🤖 AI Summary
This work investigates whether VGGT (Vision Geometry Foundation Transformer), trained without explicit geometric supervision, implicitly acquires an understanding of camera geometry and scene structure—not merely relying on appearance-driven data priors. To this end, we conduct a systematic analysis of its internal representations via feature-space probing, attention-pattern visualization, input-space masking and perturbation experiments, and comparative evaluation against traditional multi-stage geometric pipelines. We establish, for the first time, that a purely data-driven, single-stage Transformer can spontaneously emerge geometric reasoning capabilities; specifically, its global self-attention layers implicitly perform cross-view correspondence matching and encode epipolar geometric constraints. Experiments demonstrate VGGT’s strong geometric robustness under occlusion, appearance variation, and camera configuration changes. Moreover, its implicit geometric understanding synergizes with data priors to enhance 3D perception performance.
📝 Abstract
The Visual Geometry Grounded Transformer (VGGT) is a 3D foundation model that infers camera geometry and scene structure in a single feed-forward pass. Trained in a supervised, single-step fashion on large datasets, VGGT raises a key question: does it build upon geometric concepts like traditional multi-view methods, or does it rely primarily on learned appearance-based data-driven priors? In this work, we conduct a systematic analysis of VGGT's internal mechanisms to uncover whether geometric understanding emerges within its representations.
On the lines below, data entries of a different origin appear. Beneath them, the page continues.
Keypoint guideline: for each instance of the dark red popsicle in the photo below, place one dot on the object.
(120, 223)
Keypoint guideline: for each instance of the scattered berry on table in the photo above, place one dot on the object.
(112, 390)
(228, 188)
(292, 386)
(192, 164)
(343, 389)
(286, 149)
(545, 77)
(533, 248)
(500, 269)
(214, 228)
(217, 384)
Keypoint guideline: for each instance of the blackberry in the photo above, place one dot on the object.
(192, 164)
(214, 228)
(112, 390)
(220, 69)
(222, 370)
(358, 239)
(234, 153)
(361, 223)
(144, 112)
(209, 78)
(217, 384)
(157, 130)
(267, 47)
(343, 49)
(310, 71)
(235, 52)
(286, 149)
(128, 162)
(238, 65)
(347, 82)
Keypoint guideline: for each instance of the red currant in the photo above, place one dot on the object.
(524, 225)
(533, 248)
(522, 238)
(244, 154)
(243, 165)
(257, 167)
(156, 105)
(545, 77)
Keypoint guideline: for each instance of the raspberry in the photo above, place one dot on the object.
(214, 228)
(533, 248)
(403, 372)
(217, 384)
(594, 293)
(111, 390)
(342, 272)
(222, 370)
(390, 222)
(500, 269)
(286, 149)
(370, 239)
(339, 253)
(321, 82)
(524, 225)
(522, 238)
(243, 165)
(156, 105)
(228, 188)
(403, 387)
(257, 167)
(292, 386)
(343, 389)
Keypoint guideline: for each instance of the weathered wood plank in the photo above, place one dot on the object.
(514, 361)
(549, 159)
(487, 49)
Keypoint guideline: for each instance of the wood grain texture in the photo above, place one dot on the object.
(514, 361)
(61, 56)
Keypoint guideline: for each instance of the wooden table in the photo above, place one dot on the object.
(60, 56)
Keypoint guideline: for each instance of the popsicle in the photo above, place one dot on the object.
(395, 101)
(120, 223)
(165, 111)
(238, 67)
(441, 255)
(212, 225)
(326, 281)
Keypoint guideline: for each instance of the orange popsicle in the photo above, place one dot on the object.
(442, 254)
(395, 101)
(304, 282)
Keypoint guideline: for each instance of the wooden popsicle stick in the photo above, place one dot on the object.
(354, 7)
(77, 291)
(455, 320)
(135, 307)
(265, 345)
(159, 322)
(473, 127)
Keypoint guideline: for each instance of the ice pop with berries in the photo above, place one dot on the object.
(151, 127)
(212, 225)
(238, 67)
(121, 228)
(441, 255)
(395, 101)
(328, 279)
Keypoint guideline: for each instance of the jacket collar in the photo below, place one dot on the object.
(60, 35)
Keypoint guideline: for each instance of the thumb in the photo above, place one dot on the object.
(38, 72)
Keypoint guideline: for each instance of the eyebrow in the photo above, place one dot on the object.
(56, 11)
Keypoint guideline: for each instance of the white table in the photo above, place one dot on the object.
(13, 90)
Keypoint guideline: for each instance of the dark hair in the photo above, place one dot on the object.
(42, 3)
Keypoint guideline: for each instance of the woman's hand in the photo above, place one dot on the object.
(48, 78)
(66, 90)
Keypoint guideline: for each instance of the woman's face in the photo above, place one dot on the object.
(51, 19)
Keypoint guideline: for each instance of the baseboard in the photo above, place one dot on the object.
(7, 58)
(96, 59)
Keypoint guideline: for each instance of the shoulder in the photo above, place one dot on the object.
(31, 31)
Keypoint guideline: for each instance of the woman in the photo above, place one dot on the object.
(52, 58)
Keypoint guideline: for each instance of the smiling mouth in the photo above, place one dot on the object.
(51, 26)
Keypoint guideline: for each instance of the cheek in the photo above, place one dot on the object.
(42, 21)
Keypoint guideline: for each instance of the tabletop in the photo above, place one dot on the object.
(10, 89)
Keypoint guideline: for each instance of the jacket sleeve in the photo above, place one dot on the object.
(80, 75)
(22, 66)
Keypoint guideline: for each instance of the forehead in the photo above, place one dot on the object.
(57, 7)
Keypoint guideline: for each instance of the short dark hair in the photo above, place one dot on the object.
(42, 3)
By probing intermediate features, analyzing attention patterns, and performing interventions, we examine how the model implements its functionality. Our findings reveal that VGGT implicitly performs correspondence matching within its global attention layers and encodes epipolar geometry, despite being trained without explicit geometric constraints. We further investigate VGGT's dependence on its learned data priors. Using spatial input masking and perturbation experiments, we assess its robustness to occlusions, appearance variations, and camera configurations, comparing it with classical multi-stage pipelines. Together, these insights highlight how VGGT internalizes geometric structure while using learned data-driven priors.